A vida é e sempre foi cheia de viados, mais do que pensa a vã filosofia. Há, inclusive, o enrustido. Que ainda carrega medo e não se revela. Que pratica auto-opressão em nome da reputação. Pode ser teu irmão, teu pai, teu avô. O atendente da padaria, o mecânico a quem você confia o carro ou dentista para quem você abre a boca. Pode ser teu melhor amigo, com quem você conversou várias vezes sobre a rodada do Brasileirão ou daquela balada top com várias gatas. Pode ser teu namorado, teu marido de 25 anos de casamento, teu filho para quem você comprou carrinho e fantasia do Superman.

Quando o mundo era o de antes, achava-se que viado era só longe, aquele de quem se ouvia falar e nem se temia que um dia entrasse em casa. Viado em família de bem e cristã era impossível. Todas blindadas do pecado. No entanto, é nelas que nasceram e nascem.

Hoje, os gays estão perto. O filho hétero tem amigo gay. A filha hétero usa filtro de arco-íris para apoiar a causa. A novela tem galã gay. Pabllo Vittar tem milhares de fãs héteros, queira ou não queira o tribunal facebookiano que a julga.

Têm-se cada vez menos ocultação, menos gay obedecendo às antigas regras ditadas para poder existir. É o que dá raiva em quem não quer saber de viado. Até nos que pagam de bonzinhos, que misturam cordialidade e fingimento, com “Não tenho nada contra gays”, “Gosto deles”, mas sem capacidade para disfarçar o cinismo já embutido no discurso. Acostumaram-se com o privilégio da heterossexualidade tratada como normal, como única sexualidade aprovada, como protagonista absoluta da vida. Não mais. Aí, sentem-se oprimidos, perdidos e revoltados com a balança se igualando.

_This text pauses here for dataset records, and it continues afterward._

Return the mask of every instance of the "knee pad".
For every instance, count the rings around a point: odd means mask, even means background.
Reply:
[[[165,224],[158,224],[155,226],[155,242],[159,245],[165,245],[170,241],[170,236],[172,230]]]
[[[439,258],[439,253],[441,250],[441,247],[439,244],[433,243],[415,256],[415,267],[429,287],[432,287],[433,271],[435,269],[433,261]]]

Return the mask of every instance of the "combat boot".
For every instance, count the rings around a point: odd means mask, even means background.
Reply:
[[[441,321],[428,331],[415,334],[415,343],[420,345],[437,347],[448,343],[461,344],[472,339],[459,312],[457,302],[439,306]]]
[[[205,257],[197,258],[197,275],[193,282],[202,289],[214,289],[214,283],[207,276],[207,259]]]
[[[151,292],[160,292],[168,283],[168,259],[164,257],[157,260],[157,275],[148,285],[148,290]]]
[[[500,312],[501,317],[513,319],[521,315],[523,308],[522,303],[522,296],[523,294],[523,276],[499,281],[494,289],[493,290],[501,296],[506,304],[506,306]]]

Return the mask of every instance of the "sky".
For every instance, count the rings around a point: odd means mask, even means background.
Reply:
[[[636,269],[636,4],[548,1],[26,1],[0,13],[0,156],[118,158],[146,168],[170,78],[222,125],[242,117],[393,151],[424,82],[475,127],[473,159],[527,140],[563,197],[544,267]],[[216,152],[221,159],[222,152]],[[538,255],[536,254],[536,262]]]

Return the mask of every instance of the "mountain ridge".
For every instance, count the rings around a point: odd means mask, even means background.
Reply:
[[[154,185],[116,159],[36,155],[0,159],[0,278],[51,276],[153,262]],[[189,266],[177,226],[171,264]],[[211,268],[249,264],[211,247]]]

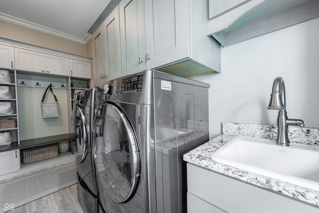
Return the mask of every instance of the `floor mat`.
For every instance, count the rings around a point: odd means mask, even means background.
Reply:
[[[77,183],[75,163],[0,184],[0,213],[14,209]]]

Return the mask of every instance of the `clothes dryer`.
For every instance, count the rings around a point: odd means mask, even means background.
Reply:
[[[76,135],[75,153],[79,183],[78,199],[85,213],[98,212],[98,189],[92,154],[92,131],[95,89],[74,94],[72,115],[72,132]]]
[[[149,70],[96,88],[92,140],[101,209],[186,212],[182,156],[208,141],[209,87]]]

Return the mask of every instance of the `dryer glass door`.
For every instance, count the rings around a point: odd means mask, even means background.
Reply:
[[[114,104],[106,101],[98,112],[93,146],[100,199],[125,203],[134,196],[139,183],[136,137],[125,113]]]

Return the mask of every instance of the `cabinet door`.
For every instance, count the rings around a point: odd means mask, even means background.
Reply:
[[[188,0],[145,1],[148,69],[190,56],[189,15]]]
[[[70,59],[70,76],[91,79],[91,63]]]
[[[103,22],[104,34],[105,72],[106,80],[121,76],[121,45],[120,45],[120,18],[119,6]]]
[[[69,76],[69,59],[57,55],[14,48],[15,69]]]
[[[19,150],[0,152],[0,175],[20,170]]]
[[[13,68],[14,59],[13,47],[0,44],[0,68]]]
[[[103,25],[95,31],[92,35],[93,39],[93,73],[94,86],[99,86],[106,76],[104,67],[104,40]]]
[[[144,1],[123,0],[119,6],[122,74],[126,75],[146,69]]]

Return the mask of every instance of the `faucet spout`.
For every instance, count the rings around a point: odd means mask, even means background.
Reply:
[[[286,111],[286,89],[284,79],[277,77],[274,80],[268,109],[278,109],[277,137],[276,143],[282,146],[289,146],[288,126],[305,126],[300,119],[289,119]]]
[[[272,91],[270,96],[270,101],[267,109],[286,108],[286,89],[284,79],[281,77],[277,77],[274,80]]]

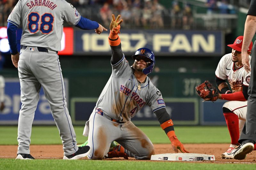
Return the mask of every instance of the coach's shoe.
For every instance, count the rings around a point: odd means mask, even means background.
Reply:
[[[234,158],[239,160],[244,159],[246,154],[251,152],[254,149],[253,141],[250,140],[244,141],[234,152]]]
[[[234,159],[234,152],[239,147],[239,145],[230,144],[228,149],[226,152],[220,155],[221,159]]]
[[[107,158],[123,157],[126,159],[128,159],[128,156],[124,153],[124,148],[121,145],[117,145],[112,151],[108,152]]]
[[[16,157],[15,159],[27,159],[32,160],[34,159],[34,157],[31,156],[30,154],[27,154],[27,153],[18,153],[17,154],[17,157]]]
[[[85,142],[84,142],[82,144],[78,144],[77,146],[78,146],[78,147],[81,147],[82,146],[84,146],[87,145],[87,144],[88,144],[88,141],[87,140],[85,141]]]
[[[109,147],[109,150],[108,150],[108,152],[111,152],[113,151],[115,148],[115,147],[117,145],[116,143],[116,142],[115,142],[114,141],[112,142],[110,145],[110,147]]]
[[[90,147],[89,146],[85,146],[78,147],[78,150],[75,153],[69,155],[64,155],[63,159],[78,159],[85,157],[89,153]]]

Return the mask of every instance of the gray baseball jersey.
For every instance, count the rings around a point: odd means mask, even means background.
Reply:
[[[78,150],[56,51],[60,50],[63,22],[75,25],[80,18],[64,0],[20,0],[8,18],[8,22],[21,26],[23,31],[18,63],[22,105],[18,153],[30,153],[32,124],[41,87],[59,130],[64,155]]]
[[[63,23],[75,25],[81,16],[64,0],[20,0],[8,21],[23,32],[20,44],[60,51]]]
[[[139,90],[124,55],[112,67],[112,74],[85,124],[83,135],[88,136],[91,148],[88,158],[107,158],[110,144],[115,141],[127,150],[129,156],[150,159],[155,153],[152,143],[130,120],[146,105],[153,112],[165,107],[161,93],[148,77]]]
[[[133,69],[124,55],[112,67],[112,74],[96,104],[105,115],[126,122],[145,105],[149,106],[153,112],[165,107],[161,92],[148,77],[141,85],[140,90],[138,90]]]

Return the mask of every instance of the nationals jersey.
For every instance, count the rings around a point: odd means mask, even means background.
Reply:
[[[250,63],[251,59],[251,56],[249,55]],[[222,80],[228,79],[233,92],[242,91],[243,85],[248,86],[251,78],[251,71],[246,72],[243,65],[236,70],[235,67],[235,63],[232,61],[232,54],[229,53],[220,59],[215,71],[217,77]]]
[[[7,21],[23,30],[20,44],[60,51],[63,23],[75,25],[80,18],[65,0],[20,0]]]
[[[0,75],[0,103],[4,100],[4,78]]]
[[[133,70],[124,57],[112,65],[112,74],[96,104],[98,113],[123,122],[131,120],[145,105],[153,112],[165,107],[162,94],[148,77],[145,83],[138,83]],[[103,113],[102,113],[103,112]]]

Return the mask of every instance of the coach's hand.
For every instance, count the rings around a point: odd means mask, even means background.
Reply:
[[[99,24],[99,27],[97,29],[95,29],[95,32],[98,34],[100,34],[103,32],[103,31],[108,31],[108,30],[105,28],[104,26],[101,25]]]
[[[114,14],[112,14],[112,20],[110,23],[109,25],[109,28],[110,31],[111,31],[113,33],[115,34],[117,34],[117,33],[120,33],[120,24],[123,22],[123,19],[121,19],[120,20],[119,19],[121,16],[118,15],[117,17],[116,17],[116,19],[115,18],[115,15]]]
[[[189,153],[189,152],[186,150],[184,148],[183,144],[179,140],[176,136],[173,136],[171,138],[172,138],[170,139],[170,140],[172,142],[172,146],[175,153],[179,152],[178,149],[182,153]]]
[[[249,63],[249,56],[247,51],[242,52],[242,64],[244,66],[244,68],[247,73],[251,71],[250,64]]]
[[[18,62],[20,58],[20,53],[18,53],[15,55],[12,55],[12,64],[15,67],[18,67]]]

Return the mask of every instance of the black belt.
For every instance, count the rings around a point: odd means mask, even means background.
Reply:
[[[25,49],[27,48],[28,47],[27,46],[24,46],[23,45],[21,45],[20,46],[20,49]],[[46,52],[46,53],[48,52],[48,49],[47,48],[44,48],[43,47],[36,47],[37,48],[37,50],[38,50],[38,51],[40,51],[40,52]],[[58,54],[58,51],[56,51],[56,54]]]

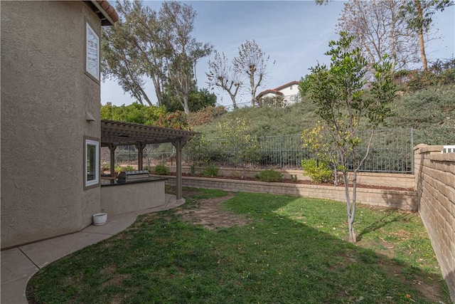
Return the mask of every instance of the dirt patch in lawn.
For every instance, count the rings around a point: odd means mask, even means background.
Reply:
[[[247,225],[251,222],[250,219],[243,215],[226,211],[221,207],[223,202],[232,199],[235,195],[230,194],[225,196],[198,199],[196,208],[178,209],[176,213],[181,214],[185,221],[195,225],[202,225],[210,230]]]

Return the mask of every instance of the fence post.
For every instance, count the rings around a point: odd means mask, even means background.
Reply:
[[[279,167],[282,168],[282,135],[279,135]]]
[[[411,127],[411,151],[414,152],[414,129]],[[414,174],[414,152],[411,153],[411,172]]]

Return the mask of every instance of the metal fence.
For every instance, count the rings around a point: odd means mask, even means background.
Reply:
[[[358,155],[366,150],[369,132],[359,132],[360,144]],[[412,129],[376,130],[368,157],[360,171],[380,172],[413,172]],[[301,161],[317,158],[316,154],[303,148],[301,134],[255,137],[239,144],[225,139],[203,140],[196,137],[183,147],[183,164],[218,167],[253,167],[300,169]],[[148,145],[144,150],[144,165],[157,163],[175,164],[175,150],[170,143]],[[119,147],[116,162],[134,163],[137,153],[134,147]],[[349,161],[348,161],[349,162]],[[355,164],[349,162],[352,169]]]

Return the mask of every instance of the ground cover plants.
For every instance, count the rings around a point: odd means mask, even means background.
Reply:
[[[29,303],[450,302],[417,214],[360,205],[353,245],[343,203],[183,194],[182,206],[41,270]]]

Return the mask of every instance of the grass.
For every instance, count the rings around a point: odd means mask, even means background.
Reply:
[[[184,190],[188,191],[188,189]],[[186,209],[221,191],[191,189]],[[188,197],[188,195],[186,197]],[[208,230],[175,210],[65,257],[30,281],[31,303],[450,303],[418,214],[238,193],[223,208],[251,219]]]

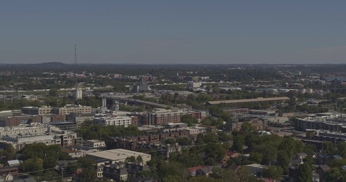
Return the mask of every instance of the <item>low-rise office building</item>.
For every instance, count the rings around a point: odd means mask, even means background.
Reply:
[[[89,140],[85,141],[85,146],[91,148],[105,147],[104,141],[99,140]]]
[[[151,156],[150,154],[122,149],[94,152],[87,154],[86,155],[88,158],[95,162],[102,160],[115,162],[125,162],[126,158],[129,157],[133,156],[137,158],[139,156],[142,157],[143,164],[146,164],[146,162],[151,159]]]

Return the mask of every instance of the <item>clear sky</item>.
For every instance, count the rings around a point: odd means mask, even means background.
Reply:
[[[0,63],[346,63],[346,1],[0,1]]]

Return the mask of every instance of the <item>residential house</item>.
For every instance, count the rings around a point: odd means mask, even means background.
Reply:
[[[196,175],[209,175],[210,174],[213,172],[213,168],[212,166],[206,166],[196,170]]]
[[[153,177],[138,177],[132,178],[130,182],[156,182],[157,180]]]
[[[227,151],[226,152],[226,154],[225,154],[223,159],[222,159],[221,162],[222,162],[223,164],[226,164],[227,161],[229,159],[237,158],[241,156],[241,154],[236,152]]]
[[[198,166],[189,167],[187,168],[188,174],[191,176],[195,176],[196,175],[196,171],[198,169],[201,169],[203,168],[206,167],[206,166],[199,165]]]
[[[248,164],[246,165],[251,170],[254,174],[261,174],[263,173],[263,171],[264,169],[267,169],[268,166],[264,165],[261,165],[257,163]]]
[[[7,161],[6,164],[9,166],[15,166],[20,165],[20,162],[18,160],[11,160]]]

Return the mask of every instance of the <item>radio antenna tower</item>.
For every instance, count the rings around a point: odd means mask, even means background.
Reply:
[[[77,45],[74,45],[74,64],[77,64]]]

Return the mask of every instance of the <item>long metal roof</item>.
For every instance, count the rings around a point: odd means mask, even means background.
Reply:
[[[210,105],[213,104],[219,104],[221,103],[224,104],[234,104],[234,103],[240,103],[244,102],[262,102],[262,101],[280,101],[280,100],[289,100],[290,98],[287,97],[275,97],[275,98],[257,98],[257,99],[239,99],[239,100],[224,100],[224,101],[209,101],[207,103]]]

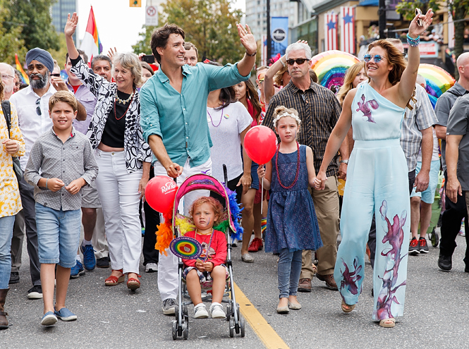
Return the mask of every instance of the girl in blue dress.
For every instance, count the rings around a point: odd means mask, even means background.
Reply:
[[[420,35],[432,23],[432,15],[430,9],[410,23],[407,66],[391,42],[378,40],[370,44],[364,59],[369,82],[346,97],[315,183],[324,188],[327,165],[352,125],[355,145],[347,170],[341,217],[342,242],[334,278],[342,296],[342,310],[351,312],[362,290],[365,246],[375,214],[372,319],[383,327],[394,327],[395,318],[403,314],[410,202],[408,170],[399,142],[401,124],[404,109],[413,99]]]
[[[301,309],[296,293],[301,273],[301,252],[322,246],[308,184],[315,177],[312,150],[296,142],[300,127],[298,111],[279,106],[274,126],[280,143],[272,159],[257,170],[264,188],[271,190],[265,237],[265,252],[279,253],[277,312]]]

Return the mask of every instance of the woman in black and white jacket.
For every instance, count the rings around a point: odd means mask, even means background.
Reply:
[[[96,184],[112,268],[105,285],[117,285],[128,274],[127,287],[135,290],[140,286],[139,202],[145,194],[152,161],[152,150],[143,140],[140,127],[136,86],[142,76],[141,67],[137,55],[118,54],[113,57],[116,82],[96,75],[81,59],[73,43],[78,20],[73,13],[64,32],[73,65],[71,71],[97,98],[87,135],[96,149],[99,166]]]

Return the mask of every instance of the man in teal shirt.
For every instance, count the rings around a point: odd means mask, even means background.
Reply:
[[[246,53],[243,59],[224,67],[198,63],[184,65],[184,31],[165,25],[152,34],[150,47],[159,69],[140,90],[143,137],[156,159],[154,175],[176,178],[178,184],[195,173],[212,173],[212,140],[207,122],[207,98],[210,91],[247,80],[257,49],[249,27],[237,25]],[[192,202],[207,192],[192,192],[184,197],[187,214]],[[178,291],[178,259],[171,251],[161,255],[158,288],[163,312],[175,313]]]

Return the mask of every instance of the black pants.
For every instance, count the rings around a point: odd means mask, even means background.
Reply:
[[[412,188],[413,188],[413,183],[415,182],[415,170],[409,172],[408,176],[409,195],[410,195],[412,193]],[[409,200],[410,199],[409,198]],[[460,219],[460,224],[461,221],[461,220]],[[459,231],[459,230],[458,230],[458,231]],[[373,214],[373,219],[371,221],[371,227],[370,228],[370,234],[368,234],[368,247],[370,247],[370,262],[371,263],[371,267],[374,268],[374,255],[376,255],[376,220],[374,219],[374,214]]]
[[[150,179],[154,177],[153,166],[150,170]],[[150,207],[145,201],[143,204],[145,213],[145,233],[143,237],[143,265],[147,263],[158,263],[159,251],[154,249],[157,243],[157,226],[159,224],[159,212]]]
[[[444,171],[444,190],[446,192],[446,183],[448,177]],[[453,255],[456,247],[456,238],[461,228],[461,221],[465,219],[464,228],[465,230],[465,242],[469,247],[469,224],[468,224],[468,211],[465,206],[465,197],[458,195],[458,202],[455,204],[446,197],[445,210],[441,216],[441,238],[439,243],[439,254],[446,257]],[[466,247],[464,262],[466,267],[469,267],[469,249]]]

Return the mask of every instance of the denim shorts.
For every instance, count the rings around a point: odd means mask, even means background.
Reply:
[[[259,176],[257,176],[258,168],[259,165],[257,164],[254,161],[251,163],[251,177],[252,178],[251,188],[255,189],[256,190],[259,189]]]
[[[72,268],[80,242],[81,210],[62,211],[36,202],[39,262]]]

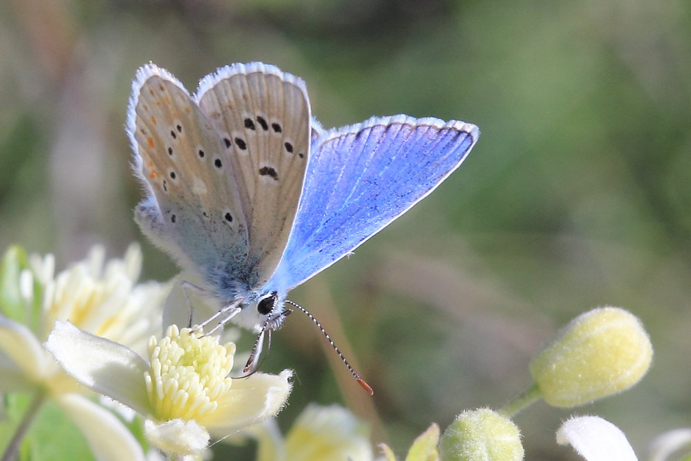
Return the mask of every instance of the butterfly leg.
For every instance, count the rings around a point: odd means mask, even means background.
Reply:
[[[189,300],[189,294],[187,292],[187,290],[189,290],[190,291],[194,291],[199,294],[207,296],[208,296],[209,292],[201,287],[198,287],[196,285],[190,283],[189,282],[184,280],[180,282],[180,285],[182,287],[182,292],[184,294],[184,299],[187,300],[187,308],[189,308],[189,319],[187,321],[187,327],[191,328],[192,314],[194,313],[194,305],[192,304],[192,301]]]
[[[217,330],[218,330],[218,328],[222,328],[224,325],[227,323],[231,319],[232,319],[236,315],[240,313],[240,312],[243,310],[242,308],[239,307],[241,301],[242,300],[240,299],[236,299],[236,301],[234,301],[228,305],[224,307],[223,309],[220,309],[218,312],[217,312],[216,314],[211,316],[210,317],[202,321],[201,323],[196,326],[194,330],[198,331],[200,330],[203,329],[204,327],[205,327],[207,325],[209,325],[209,323],[214,321],[221,315],[225,314],[225,317],[223,317],[223,319],[221,321],[218,322],[218,325],[211,328],[211,331],[207,333],[207,335],[213,334]]]

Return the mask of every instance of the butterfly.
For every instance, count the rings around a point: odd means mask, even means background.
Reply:
[[[126,126],[142,232],[220,302],[212,318],[260,338],[281,326],[286,303],[299,308],[291,289],[430,194],[480,135],[404,115],[325,130],[305,82],[261,62],[219,68],[193,95],[146,64]]]

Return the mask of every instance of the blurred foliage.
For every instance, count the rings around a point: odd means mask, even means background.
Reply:
[[[191,91],[226,64],[275,64],[307,82],[325,126],[406,113],[480,127],[435,194],[292,293],[375,394],[296,314],[264,367],[297,373],[282,425],[309,402],[341,400],[372,424],[375,442],[404,453],[432,422],[500,406],[529,384],[543,339],[604,304],[643,321],[654,366],[622,395],[520,415],[527,459],[571,455],[554,431],[572,413],[614,422],[641,456],[654,435],[688,424],[688,2],[8,0],[0,10],[0,244],[55,252],[59,267],[94,243],[119,254],[144,241],[123,125],[135,70],[149,61]],[[144,250],[148,277],[176,272]]]

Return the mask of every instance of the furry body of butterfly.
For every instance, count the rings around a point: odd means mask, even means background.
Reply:
[[[281,326],[290,289],[431,192],[480,134],[403,115],[324,130],[304,82],[258,62],[218,69],[191,96],[144,66],[127,132],[142,231],[196,273],[222,323],[262,332]]]

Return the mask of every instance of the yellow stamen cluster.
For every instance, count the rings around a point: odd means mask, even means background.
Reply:
[[[160,341],[149,342],[151,369],[145,379],[154,417],[200,421],[230,389],[235,344],[172,325]]]

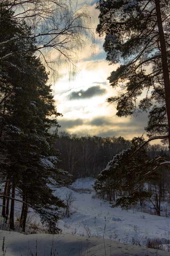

Vai ter viado, vai ter travesti, vai ter lésbica, vai ter bissexual, vai ter quem dá pinta, vai ter quem é mais discreto, o festivo, o caseiro, o da pegação, o do matrimônio, o unicórnio… vai ter na novela, no seriado, na Globo, na Netflix, na música, no cinema, no shopping, na casa da frente, advogando, medicando, maquiando, comentando, gerando opinião, passeando de mãos dadas, trocando alianças. Reclame ou aprove, vai ter.

 

*Miguel Rios é jornalista, recifense, militante LGBT e filho de Oxalá.